Book Review from the February 2007 issue of the Socialist Standard
Branko Milanovic - Worlds Apart: Measuring International and Global Inequality, (Princeton University Press £22.95)
How unequal is the world, and is inequality getting worse? Has globalisation increased or reduced inequality? These are some of the questions that Milanovic deals with here, but he starts by discussing how inequality should be measured. Three different ways of doing so can be distinguished. The first is unweighted international inequality: examine the per capita income or GDP of a country, irrespective of its population.

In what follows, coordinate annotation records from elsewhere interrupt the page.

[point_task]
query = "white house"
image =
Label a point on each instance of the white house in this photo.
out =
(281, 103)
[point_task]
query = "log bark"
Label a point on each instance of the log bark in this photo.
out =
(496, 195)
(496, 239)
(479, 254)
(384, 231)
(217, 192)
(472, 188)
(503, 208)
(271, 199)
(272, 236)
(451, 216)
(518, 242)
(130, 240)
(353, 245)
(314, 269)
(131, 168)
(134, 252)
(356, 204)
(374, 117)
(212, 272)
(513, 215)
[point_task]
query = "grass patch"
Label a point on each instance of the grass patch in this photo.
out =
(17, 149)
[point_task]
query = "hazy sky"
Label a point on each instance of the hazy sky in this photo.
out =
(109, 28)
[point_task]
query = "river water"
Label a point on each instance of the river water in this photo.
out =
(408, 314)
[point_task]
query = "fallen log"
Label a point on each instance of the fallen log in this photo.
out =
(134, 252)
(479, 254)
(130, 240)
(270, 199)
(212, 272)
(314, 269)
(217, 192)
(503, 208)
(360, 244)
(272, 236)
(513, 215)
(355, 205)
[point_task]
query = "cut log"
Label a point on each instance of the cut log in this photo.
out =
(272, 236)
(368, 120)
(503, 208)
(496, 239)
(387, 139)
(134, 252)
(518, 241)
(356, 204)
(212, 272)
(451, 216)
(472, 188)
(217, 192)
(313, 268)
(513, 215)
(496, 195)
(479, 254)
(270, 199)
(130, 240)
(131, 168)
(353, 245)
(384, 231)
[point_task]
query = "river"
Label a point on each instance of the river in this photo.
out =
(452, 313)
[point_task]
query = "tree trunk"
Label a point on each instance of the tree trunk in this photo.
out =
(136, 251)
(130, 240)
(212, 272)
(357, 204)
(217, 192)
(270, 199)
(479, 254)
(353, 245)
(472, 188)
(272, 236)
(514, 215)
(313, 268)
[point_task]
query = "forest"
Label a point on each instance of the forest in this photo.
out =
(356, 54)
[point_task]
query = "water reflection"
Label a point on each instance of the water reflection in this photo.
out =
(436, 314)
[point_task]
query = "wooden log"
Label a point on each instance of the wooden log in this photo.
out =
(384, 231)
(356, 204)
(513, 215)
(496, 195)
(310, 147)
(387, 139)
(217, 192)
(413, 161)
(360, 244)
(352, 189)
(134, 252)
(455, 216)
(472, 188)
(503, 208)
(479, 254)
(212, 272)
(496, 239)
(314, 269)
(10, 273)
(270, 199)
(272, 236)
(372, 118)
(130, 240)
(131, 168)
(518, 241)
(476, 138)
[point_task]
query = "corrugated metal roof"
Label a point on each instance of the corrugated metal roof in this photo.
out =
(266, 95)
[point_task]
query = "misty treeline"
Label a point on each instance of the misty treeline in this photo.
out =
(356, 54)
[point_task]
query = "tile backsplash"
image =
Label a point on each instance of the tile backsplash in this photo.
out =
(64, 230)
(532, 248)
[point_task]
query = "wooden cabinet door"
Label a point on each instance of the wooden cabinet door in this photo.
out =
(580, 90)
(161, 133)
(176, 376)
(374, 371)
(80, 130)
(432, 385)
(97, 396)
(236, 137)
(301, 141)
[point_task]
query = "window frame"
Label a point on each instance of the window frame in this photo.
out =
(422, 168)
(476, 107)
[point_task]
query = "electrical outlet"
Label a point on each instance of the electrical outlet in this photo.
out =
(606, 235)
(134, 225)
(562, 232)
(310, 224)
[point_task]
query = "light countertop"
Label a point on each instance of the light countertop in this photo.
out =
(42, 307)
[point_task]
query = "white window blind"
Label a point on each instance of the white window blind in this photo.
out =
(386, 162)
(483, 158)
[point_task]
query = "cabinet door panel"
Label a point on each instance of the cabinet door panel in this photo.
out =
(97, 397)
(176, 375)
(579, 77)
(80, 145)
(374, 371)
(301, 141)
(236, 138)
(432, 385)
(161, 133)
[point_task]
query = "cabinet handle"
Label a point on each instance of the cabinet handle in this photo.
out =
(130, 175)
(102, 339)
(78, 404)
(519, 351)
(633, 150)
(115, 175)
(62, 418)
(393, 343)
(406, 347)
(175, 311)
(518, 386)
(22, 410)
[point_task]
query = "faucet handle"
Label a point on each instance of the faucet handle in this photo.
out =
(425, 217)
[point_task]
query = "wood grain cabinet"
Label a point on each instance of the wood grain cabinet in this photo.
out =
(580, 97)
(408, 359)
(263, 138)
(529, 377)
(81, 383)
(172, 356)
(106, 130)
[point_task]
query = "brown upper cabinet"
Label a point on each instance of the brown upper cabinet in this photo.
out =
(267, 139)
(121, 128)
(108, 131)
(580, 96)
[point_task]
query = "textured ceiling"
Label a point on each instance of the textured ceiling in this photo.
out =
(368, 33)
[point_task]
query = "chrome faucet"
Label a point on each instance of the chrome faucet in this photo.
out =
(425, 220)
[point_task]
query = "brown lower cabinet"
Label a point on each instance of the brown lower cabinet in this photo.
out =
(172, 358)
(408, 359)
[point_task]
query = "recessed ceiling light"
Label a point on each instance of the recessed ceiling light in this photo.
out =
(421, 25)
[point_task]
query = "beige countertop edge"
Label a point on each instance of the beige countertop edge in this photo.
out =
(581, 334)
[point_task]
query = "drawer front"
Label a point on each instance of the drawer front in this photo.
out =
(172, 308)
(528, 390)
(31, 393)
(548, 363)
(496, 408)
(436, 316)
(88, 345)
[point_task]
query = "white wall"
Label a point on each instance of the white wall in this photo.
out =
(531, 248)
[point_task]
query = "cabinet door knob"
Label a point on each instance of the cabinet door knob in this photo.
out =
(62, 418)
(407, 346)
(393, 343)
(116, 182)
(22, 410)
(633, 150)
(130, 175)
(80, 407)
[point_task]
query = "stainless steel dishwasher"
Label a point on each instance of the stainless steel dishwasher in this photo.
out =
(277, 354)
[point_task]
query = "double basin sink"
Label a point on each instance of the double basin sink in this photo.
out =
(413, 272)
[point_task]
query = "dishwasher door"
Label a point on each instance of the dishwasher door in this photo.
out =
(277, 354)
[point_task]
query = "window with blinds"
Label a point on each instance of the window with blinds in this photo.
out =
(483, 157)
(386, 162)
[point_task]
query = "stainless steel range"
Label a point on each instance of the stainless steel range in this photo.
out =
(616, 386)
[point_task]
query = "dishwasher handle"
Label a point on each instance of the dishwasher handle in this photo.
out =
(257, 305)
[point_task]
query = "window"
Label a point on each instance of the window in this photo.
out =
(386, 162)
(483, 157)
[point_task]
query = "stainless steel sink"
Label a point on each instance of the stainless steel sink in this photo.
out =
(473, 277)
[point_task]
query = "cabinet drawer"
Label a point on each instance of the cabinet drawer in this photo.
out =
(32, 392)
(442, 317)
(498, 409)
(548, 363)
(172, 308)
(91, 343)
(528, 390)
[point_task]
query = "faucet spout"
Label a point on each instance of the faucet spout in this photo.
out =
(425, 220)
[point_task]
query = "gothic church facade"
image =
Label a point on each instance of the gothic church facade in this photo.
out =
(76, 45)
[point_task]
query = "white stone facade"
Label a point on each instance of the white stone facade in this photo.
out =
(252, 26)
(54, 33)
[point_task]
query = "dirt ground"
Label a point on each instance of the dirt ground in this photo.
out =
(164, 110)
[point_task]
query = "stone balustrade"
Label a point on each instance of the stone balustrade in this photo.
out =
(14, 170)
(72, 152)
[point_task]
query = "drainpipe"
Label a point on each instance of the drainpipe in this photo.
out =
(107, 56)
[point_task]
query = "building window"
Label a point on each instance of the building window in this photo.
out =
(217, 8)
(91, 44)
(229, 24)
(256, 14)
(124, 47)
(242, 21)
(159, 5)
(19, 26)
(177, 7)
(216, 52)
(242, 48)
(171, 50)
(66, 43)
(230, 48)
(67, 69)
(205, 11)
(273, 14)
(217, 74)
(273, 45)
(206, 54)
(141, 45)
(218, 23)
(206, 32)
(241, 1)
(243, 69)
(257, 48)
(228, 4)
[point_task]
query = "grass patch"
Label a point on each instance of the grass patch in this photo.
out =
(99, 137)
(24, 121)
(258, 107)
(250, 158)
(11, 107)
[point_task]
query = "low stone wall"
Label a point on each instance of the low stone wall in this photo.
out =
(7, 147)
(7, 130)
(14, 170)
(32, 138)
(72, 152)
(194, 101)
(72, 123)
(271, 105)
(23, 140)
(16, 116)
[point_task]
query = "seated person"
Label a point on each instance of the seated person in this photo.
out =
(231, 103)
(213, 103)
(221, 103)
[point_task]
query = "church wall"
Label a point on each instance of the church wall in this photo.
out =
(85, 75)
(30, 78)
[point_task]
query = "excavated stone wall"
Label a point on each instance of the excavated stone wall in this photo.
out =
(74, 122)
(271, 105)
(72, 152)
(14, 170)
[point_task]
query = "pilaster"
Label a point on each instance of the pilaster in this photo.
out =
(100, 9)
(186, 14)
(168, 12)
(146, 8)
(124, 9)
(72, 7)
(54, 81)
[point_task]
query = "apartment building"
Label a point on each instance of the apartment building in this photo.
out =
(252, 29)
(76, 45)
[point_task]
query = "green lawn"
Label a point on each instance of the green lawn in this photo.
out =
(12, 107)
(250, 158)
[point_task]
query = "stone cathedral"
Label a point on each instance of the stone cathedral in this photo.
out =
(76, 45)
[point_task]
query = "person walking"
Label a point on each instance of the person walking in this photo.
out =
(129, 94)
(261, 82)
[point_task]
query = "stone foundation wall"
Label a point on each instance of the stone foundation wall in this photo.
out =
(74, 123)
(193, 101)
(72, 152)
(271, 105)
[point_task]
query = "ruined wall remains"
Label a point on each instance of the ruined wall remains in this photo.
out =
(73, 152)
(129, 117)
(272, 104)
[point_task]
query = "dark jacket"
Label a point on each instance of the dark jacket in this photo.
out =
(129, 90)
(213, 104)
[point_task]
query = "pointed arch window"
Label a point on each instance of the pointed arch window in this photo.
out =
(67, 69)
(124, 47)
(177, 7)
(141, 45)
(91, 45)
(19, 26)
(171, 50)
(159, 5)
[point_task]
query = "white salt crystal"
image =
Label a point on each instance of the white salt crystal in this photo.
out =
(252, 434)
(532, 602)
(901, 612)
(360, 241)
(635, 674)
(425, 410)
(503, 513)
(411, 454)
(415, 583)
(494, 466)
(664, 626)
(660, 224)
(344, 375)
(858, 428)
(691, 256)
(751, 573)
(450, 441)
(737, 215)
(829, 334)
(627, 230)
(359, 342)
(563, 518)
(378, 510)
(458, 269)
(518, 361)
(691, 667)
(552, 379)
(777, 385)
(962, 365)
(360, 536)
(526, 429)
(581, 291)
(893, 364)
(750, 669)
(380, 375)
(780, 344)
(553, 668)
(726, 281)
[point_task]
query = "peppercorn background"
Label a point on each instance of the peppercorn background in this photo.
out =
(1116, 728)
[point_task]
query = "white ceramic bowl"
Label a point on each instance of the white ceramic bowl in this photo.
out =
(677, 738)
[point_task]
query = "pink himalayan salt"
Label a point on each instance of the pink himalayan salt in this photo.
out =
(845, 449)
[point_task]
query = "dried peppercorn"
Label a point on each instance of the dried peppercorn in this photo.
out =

The second is population-weighted international inequality: do the same, but take account of the fact that different countries have different-sized populations. The third is world income distribution: measure the incomes of all individuals in the world. This last is the most informative, but it requires a great deal of information for every country, much of which is simply not available. So it is the first as well as the third concept of inequality that Milanovic makes use of.
Even then, though, there are varying ways of quantifying inequality - but the contrasts between Gini co-efficients and Theil entropy indices can probably be ignored for present purposes. Between 1982 and 2000, unweighted international inequality increased, i.e. countries diverged in their economic performance, with poor countries doing on average less well than the rich. One interesting way of looking at events is to classify countries in terms of wealth (i.e. GDP per capita) and compare how they fared between 1960 and 2000.
Milanovic divides countries into four groups in 1960: 41 rich countries (all at least as rich as the poorest country in Western Europe), 22 'contenders' (no more than a third below this poorest Western European country, and so within striking distance of joining the rich), 39 in the Third World (between one-third and two thirds as well off as this same poorest Western European country), and 25 in the Fourth World (GDP per capita less than one third of the poorest country in Western Europe).
By 1978, only three contenders had made it into the rich group, while eight rich countries had fallen into the class of contenders and three into the Third World. Of the Third World group, just two had become contenders and 14 had joined the Third World. None of the Fourth World countries had moved into a higher group.
Between 1978 and 2000, a further eleven contenders had fallen into the Third World and two into the Fourth World. Milanovic gives a lot more figures, but it is plain that there was far more downward than upward mobility. Algeria, for instance, counted as a rich country in 1960, a contender in 1978, and a member of the Third World by 2000. Bulgaria was a contender in 1960, in the Third World in 1978 and the Fourth in 2000.
In 2000 all African countries bar five were in the Fourth World: Milanovic refers to 'the unremitting downward mobility of the entire continent', a picture more or less repeated in Latin America. But of course this says little about the incomes of actual people, since even poor countries can contain rich individuals.
This is where the third concept of inequality, world income distribution, comes in. In terms of purchasing power parity, the top 10 percent of the global population receives about half of world income. Between 1988 and 1993, the poorest 85 percent of the world saw their real incomes decline; things were not quite so bad between 1993 and 1998, except for the very poorest 10 percent.
Milanovic's book contains a lot more information that we can't summarise here. While all the statistics, tables and charts mean that it's often hard going, it certainly gives a vivid picture of the unequal condition of the world today, and the fact that things are not in the process of changing.